A Materials-first Approach
NeoCast™ is a novel solvent-free, non-adhesive liquid embolic, designed to treat cSDH and other neurovascular conditions requiring deep and consistent penetration of the microvasculature, like brain tumours.
The material, created by Boston-based startup, Arsenal Medical, uses shear-thinning science combined with blood flow to navigate and occlude the smallest blood vessels first, and without causing pain.
‘Legacy liquid embolic agents can perform inconsistently. The available options either contain sticky adhesives that can lead to equipment getting stuck or have harsh solvents that can cause pain during and after injection. NeoCast performs consistently and predictably,’ said Dr Slater.

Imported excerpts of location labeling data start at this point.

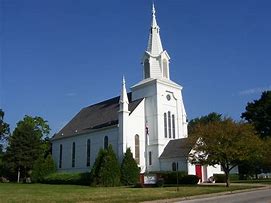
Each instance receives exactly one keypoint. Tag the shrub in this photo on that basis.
(170, 177)
(67, 178)
(189, 180)
(43, 167)
(129, 169)
(220, 178)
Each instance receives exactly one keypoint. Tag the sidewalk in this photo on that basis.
(261, 187)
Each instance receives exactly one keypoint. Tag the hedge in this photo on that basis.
(220, 178)
(170, 177)
(68, 179)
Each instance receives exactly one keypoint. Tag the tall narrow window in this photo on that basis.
(88, 152)
(150, 158)
(174, 166)
(173, 126)
(165, 68)
(60, 157)
(165, 124)
(106, 142)
(137, 149)
(73, 154)
(169, 124)
(146, 69)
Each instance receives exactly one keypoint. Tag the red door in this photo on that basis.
(198, 171)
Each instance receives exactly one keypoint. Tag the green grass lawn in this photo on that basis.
(11, 192)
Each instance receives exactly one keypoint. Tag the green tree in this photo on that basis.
(224, 142)
(258, 113)
(43, 167)
(106, 169)
(204, 120)
(26, 145)
(129, 169)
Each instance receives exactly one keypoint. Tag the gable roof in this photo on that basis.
(177, 148)
(96, 116)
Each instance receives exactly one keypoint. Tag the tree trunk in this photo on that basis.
(18, 175)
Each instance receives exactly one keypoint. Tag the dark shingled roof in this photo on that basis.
(176, 148)
(96, 116)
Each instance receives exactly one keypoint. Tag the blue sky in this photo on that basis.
(58, 56)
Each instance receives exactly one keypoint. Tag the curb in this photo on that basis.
(261, 187)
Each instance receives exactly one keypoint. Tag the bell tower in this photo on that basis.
(155, 60)
(164, 115)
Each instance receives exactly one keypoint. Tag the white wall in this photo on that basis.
(137, 127)
(97, 142)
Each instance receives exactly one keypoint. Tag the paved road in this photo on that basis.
(258, 196)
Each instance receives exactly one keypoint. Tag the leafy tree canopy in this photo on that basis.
(224, 142)
(258, 113)
(204, 120)
(4, 127)
(26, 144)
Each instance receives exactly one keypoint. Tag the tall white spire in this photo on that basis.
(124, 102)
(155, 60)
(154, 45)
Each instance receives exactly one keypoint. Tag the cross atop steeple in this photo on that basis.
(155, 60)
(154, 44)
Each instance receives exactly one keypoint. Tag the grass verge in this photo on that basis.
(11, 192)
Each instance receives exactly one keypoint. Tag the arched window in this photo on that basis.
(137, 149)
(106, 142)
(60, 157)
(73, 154)
(150, 158)
(146, 69)
(173, 126)
(174, 166)
(165, 68)
(169, 124)
(165, 124)
(88, 152)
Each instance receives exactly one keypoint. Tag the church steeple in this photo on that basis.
(155, 60)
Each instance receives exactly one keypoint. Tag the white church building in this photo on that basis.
(150, 120)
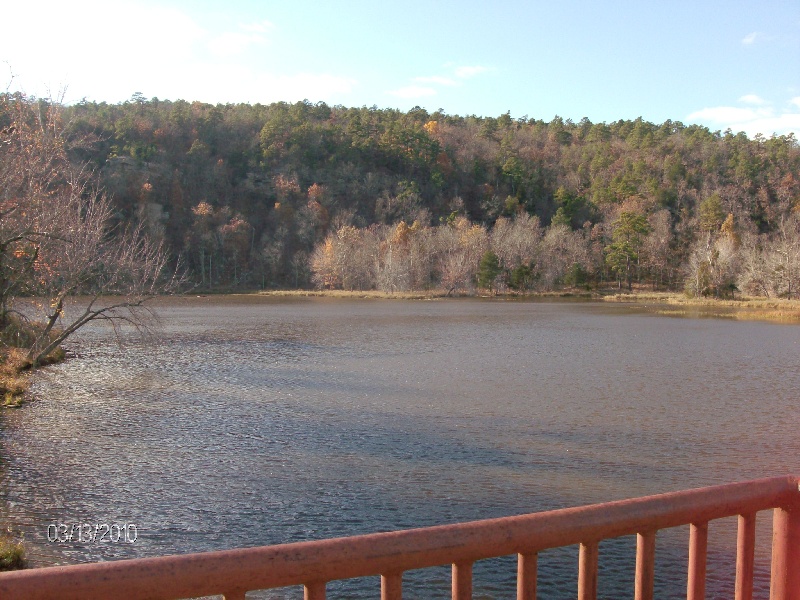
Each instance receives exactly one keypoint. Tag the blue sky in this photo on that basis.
(724, 64)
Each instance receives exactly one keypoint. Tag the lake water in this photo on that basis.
(250, 421)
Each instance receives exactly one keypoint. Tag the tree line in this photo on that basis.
(295, 195)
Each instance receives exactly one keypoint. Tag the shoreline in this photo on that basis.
(744, 308)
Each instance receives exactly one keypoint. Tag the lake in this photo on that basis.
(249, 421)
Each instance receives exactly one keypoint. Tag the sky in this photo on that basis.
(723, 64)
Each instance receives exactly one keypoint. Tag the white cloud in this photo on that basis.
(759, 118)
(467, 72)
(436, 79)
(750, 38)
(753, 99)
(232, 43)
(411, 92)
(260, 27)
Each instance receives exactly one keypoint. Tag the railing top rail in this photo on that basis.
(394, 552)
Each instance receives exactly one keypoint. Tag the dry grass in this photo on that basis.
(14, 381)
(743, 308)
(423, 295)
(12, 555)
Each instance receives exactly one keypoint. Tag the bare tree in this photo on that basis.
(57, 239)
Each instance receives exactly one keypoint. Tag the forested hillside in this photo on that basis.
(295, 195)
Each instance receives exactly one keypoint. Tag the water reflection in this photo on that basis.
(254, 421)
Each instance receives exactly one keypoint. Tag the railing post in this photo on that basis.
(745, 556)
(587, 571)
(526, 576)
(462, 581)
(392, 586)
(698, 549)
(785, 583)
(645, 565)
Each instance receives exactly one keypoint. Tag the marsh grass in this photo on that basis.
(12, 554)
(15, 364)
(744, 308)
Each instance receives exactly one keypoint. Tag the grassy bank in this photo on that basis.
(743, 308)
(421, 295)
(666, 303)
(12, 555)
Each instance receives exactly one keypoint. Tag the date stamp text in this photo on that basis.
(92, 533)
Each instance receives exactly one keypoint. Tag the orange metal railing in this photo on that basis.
(312, 564)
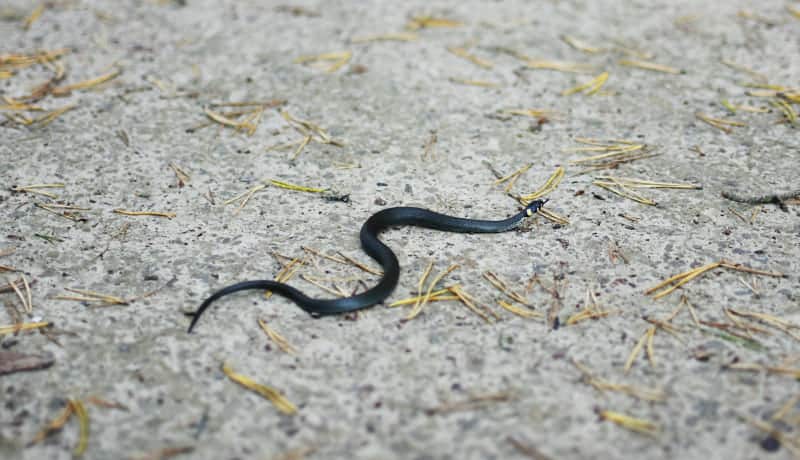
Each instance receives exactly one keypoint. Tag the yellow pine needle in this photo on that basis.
(610, 150)
(279, 340)
(469, 302)
(463, 53)
(418, 307)
(725, 103)
(83, 420)
(588, 314)
(430, 22)
(682, 278)
(625, 192)
(480, 83)
(755, 367)
(512, 178)
(301, 146)
(55, 425)
(37, 12)
(86, 84)
(788, 111)
(636, 350)
(92, 296)
(643, 183)
(646, 65)
(552, 182)
(435, 296)
(569, 67)
(781, 413)
(581, 45)
(778, 323)
(339, 58)
(295, 187)
(604, 385)
(13, 329)
(591, 87)
(723, 125)
(631, 423)
(679, 280)
(733, 108)
(793, 97)
(279, 401)
(501, 285)
(400, 37)
(50, 116)
(168, 215)
(26, 60)
(519, 311)
(651, 334)
(244, 197)
(26, 301)
(421, 285)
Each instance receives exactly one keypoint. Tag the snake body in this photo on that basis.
(417, 217)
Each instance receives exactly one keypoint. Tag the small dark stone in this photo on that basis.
(770, 444)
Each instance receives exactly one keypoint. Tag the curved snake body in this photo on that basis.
(378, 222)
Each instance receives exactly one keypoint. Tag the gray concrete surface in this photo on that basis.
(364, 386)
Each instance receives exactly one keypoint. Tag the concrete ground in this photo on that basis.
(418, 125)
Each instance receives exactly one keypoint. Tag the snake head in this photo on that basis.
(534, 206)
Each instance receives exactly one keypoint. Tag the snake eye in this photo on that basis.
(534, 206)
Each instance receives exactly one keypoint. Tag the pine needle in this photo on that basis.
(590, 88)
(631, 423)
(550, 185)
(279, 340)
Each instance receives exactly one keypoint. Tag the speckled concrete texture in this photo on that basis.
(373, 386)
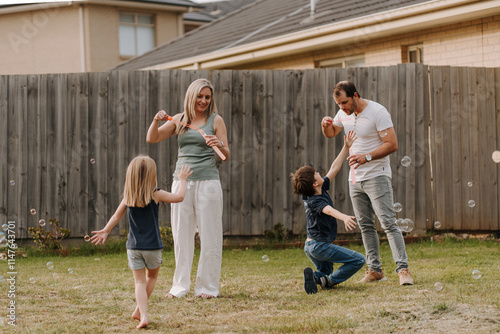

‘Because it contains no solvents and we expected it to be pain free, we studied its use in awake patients. Most procedures using current technologies are performed under general anaesthesia because of pain and issues with how predictable and visible these technologies are. The ability to perform the procedure with NeoCast without general anaesthesia is a game-changer.’
The EMBO trials: from tumours to hematomas
The first-in-human use of NeoCast was the EMBO-01 trial, led by Dr Slater. This trial focused on blocking the vessels supplying brain tumours to help reduce bleeding during the surgical removal.
The study found that treatment with NeoCast resulted in reduction in blood flow to the tumour and demonstrated the potential to reduce blood loss and to shorten the surgery times for tumour removal.
Building on this success, the EMBO-02 trial evaluates NeoCast for middle meningeal artery embolisation (MMAe), which is a minimally invasive procedure to treat cSDH. In patients who have completed the study, EMBO-02 demonstrated that 90% of hematomas had been cleared and were fully resolved.
Additionally, in patients who were awake during the procedure, there were no reports of pain during the injection of NeoCast or increased headaches within 24 hours.
Looking Ahead
The EMBO-02 trial completed enrolment in August 2025; the study will end by March 2026. Dr Slater continues to present research findings internationally, and most recently, in July, at the Society of NeuroInterventional Surgery (SNIS) 2025 conference in Nashville, USA.
‘The first human use is an important milestone for any innovative, groundbreaking product, and selecting the right clinician to entrust is critical. We are extremely grateful to Dr Slater for her clinical expertise and thoughtfulness,’ said Dr Upma Sharma, CEO of Arsenal Medical.
While NeoCast is not yet approved by the US Food and Drug Administration for clinical use, the EMBO trials mark a significant step toward making this treatment available at Monash Health.